Warren (Smokey) Thomas is president of the Ontarioa Public Service Employees Union and strongly opposes the privatization trend
ListenThomas agrees with the Chamber’s survey and figures which say that
77 per cent of Ontarians are concerned about the health care system’s sustainability. It also says 80 per cent feel that “Ontario’s health care system will need to undergo broad reform in order to meet the challenges of changing demographics.”
Thomas says what he disputes is the Chamber’s claims that those figures support their position to have more privatization of health care. He says that, “The private sector’s involvement in health care is the cause of many of our system’s problems, not the solution”.
Thomas says Ontarian’s are concerned because the province has been cutting back on funding and reducing front line staff in cost-cutting measures thereby reducing service. Yet, Thomas says, while at the same time high priced managers have been kept on.

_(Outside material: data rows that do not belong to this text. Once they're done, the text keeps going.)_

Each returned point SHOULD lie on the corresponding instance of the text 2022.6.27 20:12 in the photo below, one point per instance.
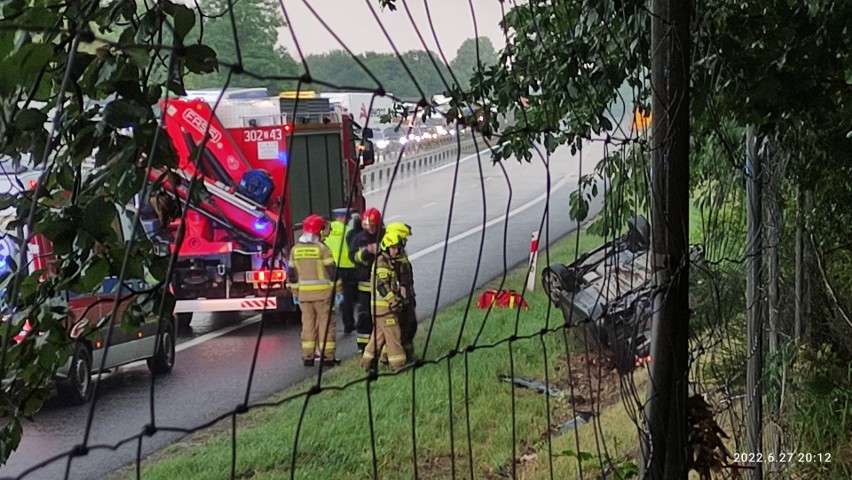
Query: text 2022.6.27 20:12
(783, 457)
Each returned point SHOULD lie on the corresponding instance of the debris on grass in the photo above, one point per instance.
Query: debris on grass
(531, 384)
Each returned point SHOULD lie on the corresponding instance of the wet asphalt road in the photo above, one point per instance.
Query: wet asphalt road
(214, 359)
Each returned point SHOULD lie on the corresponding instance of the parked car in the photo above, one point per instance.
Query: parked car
(89, 318)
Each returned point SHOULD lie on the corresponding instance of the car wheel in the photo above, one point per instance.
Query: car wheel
(553, 280)
(184, 320)
(77, 388)
(164, 355)
(638, 233)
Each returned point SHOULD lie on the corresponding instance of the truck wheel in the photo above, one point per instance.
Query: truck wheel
(184, 320)
(553, 279)
(164, 355)
(77, 388)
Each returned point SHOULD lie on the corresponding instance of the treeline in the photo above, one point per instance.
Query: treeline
(338, 70)
(268, 64)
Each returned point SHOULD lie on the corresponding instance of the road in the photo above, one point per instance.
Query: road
(213, 361)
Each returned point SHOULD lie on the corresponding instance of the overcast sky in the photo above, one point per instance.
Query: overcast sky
(353, 22)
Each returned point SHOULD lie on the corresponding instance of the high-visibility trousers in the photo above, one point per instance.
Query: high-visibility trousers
(408, 327)
(318, 329)
(386, 335)
(364, 325)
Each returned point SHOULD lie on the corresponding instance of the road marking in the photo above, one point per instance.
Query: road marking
(490, 223)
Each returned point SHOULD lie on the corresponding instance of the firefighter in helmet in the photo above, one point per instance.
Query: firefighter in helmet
(387, 303)
(363, 247)
(312, 274)
(405, 276)
(337, 241)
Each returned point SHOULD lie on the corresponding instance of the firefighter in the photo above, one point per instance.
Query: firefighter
(337, 242)
(312, 282)
(405, 275)
(362, 252)
(387, 303)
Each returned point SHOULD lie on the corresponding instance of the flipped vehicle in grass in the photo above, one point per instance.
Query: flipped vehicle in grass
(606, 294)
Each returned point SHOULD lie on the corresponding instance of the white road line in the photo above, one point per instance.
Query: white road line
(490, 223)
(451, 164)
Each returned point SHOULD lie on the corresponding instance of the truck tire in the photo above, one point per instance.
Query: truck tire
(554, 278)
(184, 320)
(77, 388)
(164, 355)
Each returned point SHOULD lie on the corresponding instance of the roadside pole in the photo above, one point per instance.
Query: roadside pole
(665, 450)
(533, 262)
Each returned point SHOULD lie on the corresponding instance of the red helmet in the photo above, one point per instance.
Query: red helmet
(313, 224)
(371, 217)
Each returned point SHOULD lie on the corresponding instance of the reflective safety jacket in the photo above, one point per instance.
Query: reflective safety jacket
(385, 296)
(312, 272)
(362, 258)
(405, 275)
(337, 244)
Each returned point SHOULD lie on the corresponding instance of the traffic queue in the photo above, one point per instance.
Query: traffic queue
(362, 265)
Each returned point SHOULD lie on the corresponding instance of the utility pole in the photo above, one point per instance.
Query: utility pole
(665, 445)
(754, 303)
(801, 282)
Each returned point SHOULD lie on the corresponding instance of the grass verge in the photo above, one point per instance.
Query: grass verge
(463, 413)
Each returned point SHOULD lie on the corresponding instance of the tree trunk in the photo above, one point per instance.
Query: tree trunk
(665, 451)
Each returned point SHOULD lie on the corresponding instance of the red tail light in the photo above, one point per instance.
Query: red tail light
(266, 276)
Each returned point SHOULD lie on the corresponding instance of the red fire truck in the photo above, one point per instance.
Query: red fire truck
(261, 175)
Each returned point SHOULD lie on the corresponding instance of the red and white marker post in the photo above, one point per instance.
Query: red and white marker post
(533, 262)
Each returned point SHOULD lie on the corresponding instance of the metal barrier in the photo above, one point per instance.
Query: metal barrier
(413, 163)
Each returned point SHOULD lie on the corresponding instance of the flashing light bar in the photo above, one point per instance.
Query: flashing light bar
(266, 276)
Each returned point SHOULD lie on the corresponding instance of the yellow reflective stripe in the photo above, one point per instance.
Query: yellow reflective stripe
(300, 253)
(316, 288)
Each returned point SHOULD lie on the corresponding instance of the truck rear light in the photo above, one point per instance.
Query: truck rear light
(266, 276)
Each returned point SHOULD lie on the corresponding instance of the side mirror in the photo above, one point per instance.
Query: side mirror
(368, 154)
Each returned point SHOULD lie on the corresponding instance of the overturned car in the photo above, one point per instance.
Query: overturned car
(606, 295)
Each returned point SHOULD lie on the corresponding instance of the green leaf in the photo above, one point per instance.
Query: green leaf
(94, 273)
(138, 57)
(184, 21)
(201, 59)
(98, 217)
(30, 119)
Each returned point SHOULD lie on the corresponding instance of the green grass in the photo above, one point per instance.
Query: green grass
(334, 440)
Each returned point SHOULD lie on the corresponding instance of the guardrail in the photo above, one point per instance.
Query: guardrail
(415, 160)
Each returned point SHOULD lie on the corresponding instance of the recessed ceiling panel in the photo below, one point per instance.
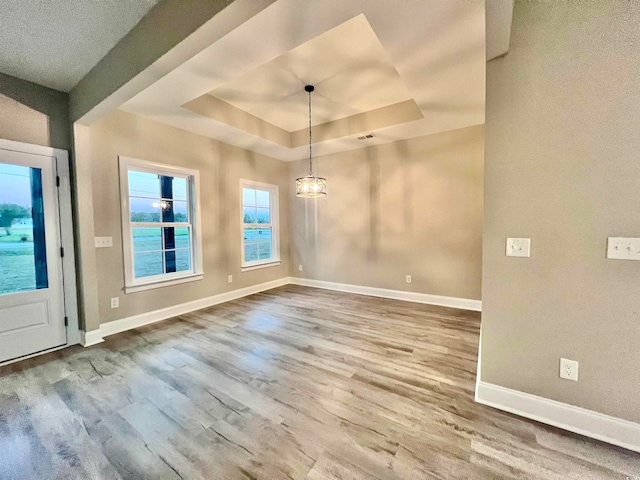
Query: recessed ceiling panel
(348, 66)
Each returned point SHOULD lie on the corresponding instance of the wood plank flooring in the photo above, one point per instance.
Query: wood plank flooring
(293, 383)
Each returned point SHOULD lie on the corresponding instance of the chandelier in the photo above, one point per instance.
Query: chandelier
(311, 186)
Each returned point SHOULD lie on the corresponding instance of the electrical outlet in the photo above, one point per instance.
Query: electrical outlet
(569, 369)
(518, 247)
(103, 242)
(623, 248)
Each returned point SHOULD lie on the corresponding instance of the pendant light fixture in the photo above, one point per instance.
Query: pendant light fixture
(311, 186)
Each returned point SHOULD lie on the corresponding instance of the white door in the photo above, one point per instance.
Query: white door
(32, 317)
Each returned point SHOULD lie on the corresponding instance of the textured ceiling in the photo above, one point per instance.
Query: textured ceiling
(56, 42)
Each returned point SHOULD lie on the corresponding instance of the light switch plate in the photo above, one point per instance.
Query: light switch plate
(518, 247)
(620, 248)
(104, 242)
(569, 369)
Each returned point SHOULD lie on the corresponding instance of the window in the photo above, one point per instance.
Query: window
(260, 239)
(160, 224)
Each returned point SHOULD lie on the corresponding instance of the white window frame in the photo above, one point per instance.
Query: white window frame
(133, 284)
(274, 201)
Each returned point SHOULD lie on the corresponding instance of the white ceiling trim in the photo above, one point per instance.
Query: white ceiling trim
(438, 49)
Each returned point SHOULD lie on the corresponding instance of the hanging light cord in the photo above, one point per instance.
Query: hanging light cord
(310, 156)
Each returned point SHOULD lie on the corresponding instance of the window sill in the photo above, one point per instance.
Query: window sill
(163, 283)
(262, 265)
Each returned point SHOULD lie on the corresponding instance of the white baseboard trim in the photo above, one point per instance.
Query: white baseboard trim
(117, 326)
(568, 417)
(92, 337)
(453, 302)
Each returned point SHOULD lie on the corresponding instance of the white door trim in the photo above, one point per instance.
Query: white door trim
(66, 229)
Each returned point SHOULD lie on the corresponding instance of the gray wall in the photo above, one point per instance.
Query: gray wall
(221, 166)
(563, 167)
(405, 208)
(31, 113)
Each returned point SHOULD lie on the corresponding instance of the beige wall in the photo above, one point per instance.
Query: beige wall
(405, 208)
(34, 114)
(562, 167)
(221, 166)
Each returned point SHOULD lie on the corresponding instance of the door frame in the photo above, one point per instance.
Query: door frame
(66, 232)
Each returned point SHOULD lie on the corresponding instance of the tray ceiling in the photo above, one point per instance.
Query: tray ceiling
(396, 69)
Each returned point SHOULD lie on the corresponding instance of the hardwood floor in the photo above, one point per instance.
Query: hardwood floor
(291, 383)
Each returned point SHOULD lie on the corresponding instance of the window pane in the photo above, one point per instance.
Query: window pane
(264, 252)
(146, 239)
(250, 244)
(142, 184)
(183, 260)
(250, 215)
(248, 197)
(264, 215)
(180, 189)
(147, 264)
(144, 209)
(264, 243)
(23, 259)
(180, 211)
(263, 198)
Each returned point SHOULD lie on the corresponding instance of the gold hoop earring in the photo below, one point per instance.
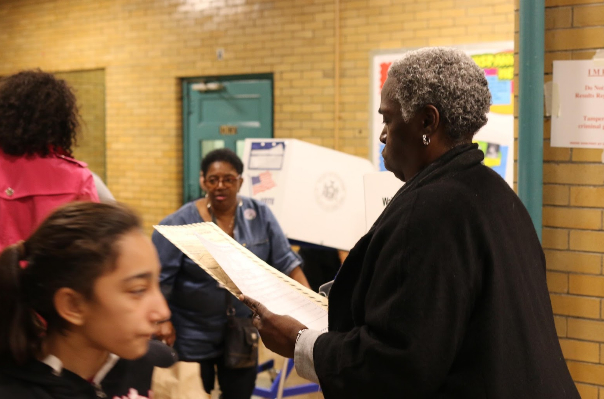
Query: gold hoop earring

Mr Thomas says the often promoted idea that privatization of some services is less costly, is simply false. In a particular lab test for example, the public (non-profit) and private actual lab costs are the same, but when a private lab takes over a previously public lab operation it will charge on top of that to gain its profit, a cost that will come out of the taxpayer’s pocket.
He also says that increasing private clinics and operations creates a two-tier system, one for the rich, and another for the less wealthy.
Thomas also says the oft promoted idea that privatisation will relieve some of the backlog in the public health care system, is also false.
He says increasing private services merely siphons off a percentage of medical professionals from the public sector, thereby actually increasing the workload and backlog in the public sector.
He also notes that the government and the OCC are now using other words such as “transformation” to avoid use of the word privatization.
Mr Thomas cites other examples of how privatization has failed the public. He notes a costly failed attempt at privatising jails. Another example is the $242 million dollar software programme bought from a major corporation for Ontario’s Social Assistance Management System, which has since cost about $100 million more to attempt to repair according to Thomas. He says that in a claimed cost-saving measure, the province fired all the public employees who could have built such a system for about $30 million.
He also expressed concern that the Premier of Ontario, Kathleen Wynne has hired a banker as her advisor for such things as health care, someone he says has no understanding of health care issues, and who has publicly criticized health care workers as being too highly paid, and with pensions that are too costly.
The OCC says it will begin a year-long lobbying campaign to promote more privatization of Ontario’s publicly-funded health-care in the province. In a press release, Thomas says they will refute the Chamber’s falsehoods every step of the way.